寺院建設の最中にも、目に見えない世界としか言いようのない出来事が、筆舌に尽くしがたいほど重なりました。
供養塔
建立当初、この一帯には、武士たちの気配が濃厚に残っていました。
当時の僧侶たちが厨房で食事をしていると、血まみれの武士が窓に張りついて覗き込んでいた——そんな話が語り継がれています。
わたしが出家した頃には供養も進み、だいぶ落ち着いていましたが、それでも同じ年に得度した方が「夜中にふと目を開けると、甲冑姿の武士が添い寝していた」という体験をしています。
境内には、寺院が建立した大きな供養塔がいくつもあります。出家当初、わたしは毎朝5時過ぎに起き、供養塔や納骨堂を巡ってお茶と水を供え、読経して回っていました。まだ暗く見通しの悪い山道を、大きなヤカンを両手に抱えて一時間ほど歩き続けるのです。
その頃には、霊がよく現れる場所も大体決まっていました。とはいえ、暗闇の中でわたしが本当に怖かったのは、霊ではなく、イノシシと鉢合わせすることでした。
武士の霊たちについて
甲冑を身にまとい、あたりをさまよう武士たちの多くは、亡くなって数百年を経た今もなお、「戦いは続いている」と信じている存在です。

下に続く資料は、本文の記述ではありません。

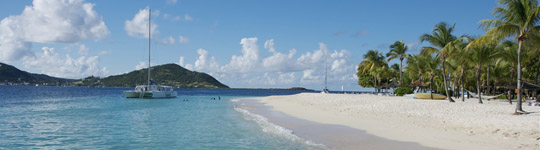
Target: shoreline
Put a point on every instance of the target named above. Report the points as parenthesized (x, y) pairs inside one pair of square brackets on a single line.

彼らは本来、自らの意思で供養塔へ入り、供養を受けることもできます。
ただし、供養塔には「門番」のような存在がおり、そこへ入るには、この世への未練を断ち切り、その門番の許しを得なくてはなりません。白装束をまとい、未練なき意志を示して初めて、供養塔に迎え入れられるのです。
多くの方は、「人は死ねば自然とあの世へ行く」と思っているかもしれません。
しかし本来、それほど単純なものではありません。
ちなみに、僧侶の出家得度とは、「この世への未練を断ち切り、生きたまま自分の葬式を挙げる」ような行為でもあります。
そういう意味で、僧名とは本来、亡くなったときに授かる戒名に相当する名前なのです。
武士たちの未練
迷い続ける武士たちは、主君への忠誠心か、武士としての誇りか、あるいは意地か——いずれにせよ強すぎる思いが、彼らを戦いの場に縛りつけています。これもまた「こころの癖」の一つと言えるでしょう。
戦国の武士たちは、常に裏切りと死が隣り合わせの世界に生きていました。血で血を洗う日々の中で形成された心の緊張は、並大抵のものではなかったはずです。その極限状態で刻み込まれた癖が、数百年を経ても解けないことは、むしろ自然なことかもしれません。
その一方で、そうした時代を生きながらも、供養塔に入ることができた武士たちもいます。
そこには、現代人が失いつつある「覚悟」や「こころの強さ」もあったのでしょう。
むしろ、欲望にまみれ、この世への未練ばかりが肥大した現代人の方が、あの世へたどり着くのに、戦国の武士以上の時間を要するのではないか——そんな風に感じることもあります。
おわりに
戦い続けることで幸せになれるはずもないのに、固くこわばった信念にしがみつき、さまよい続ける存在たち。
そうした姿を見ると、人間という生き物の切なさ、哀しさを痛感せずにはいられません。
今回は、わたしが過去に出家した寺院のある土地の事情を、ほんのさわりだけお話ししました。
いま風に言えば「事故物件」と言える場所かもしれません。しかし、たまたまそこに建てられたのではなく、あえてその地を選び、その歴史と向き合う場として寺院が建立されたこと——そこに大きな意味があります。
語るべきことは、まだ数え切れないほど残っています。
長くなってしまいますので、今回はこのあたりで区切りとし、次回は「目に見えない世界」について、もう少し掘り下げてお話ししてみたいと思います。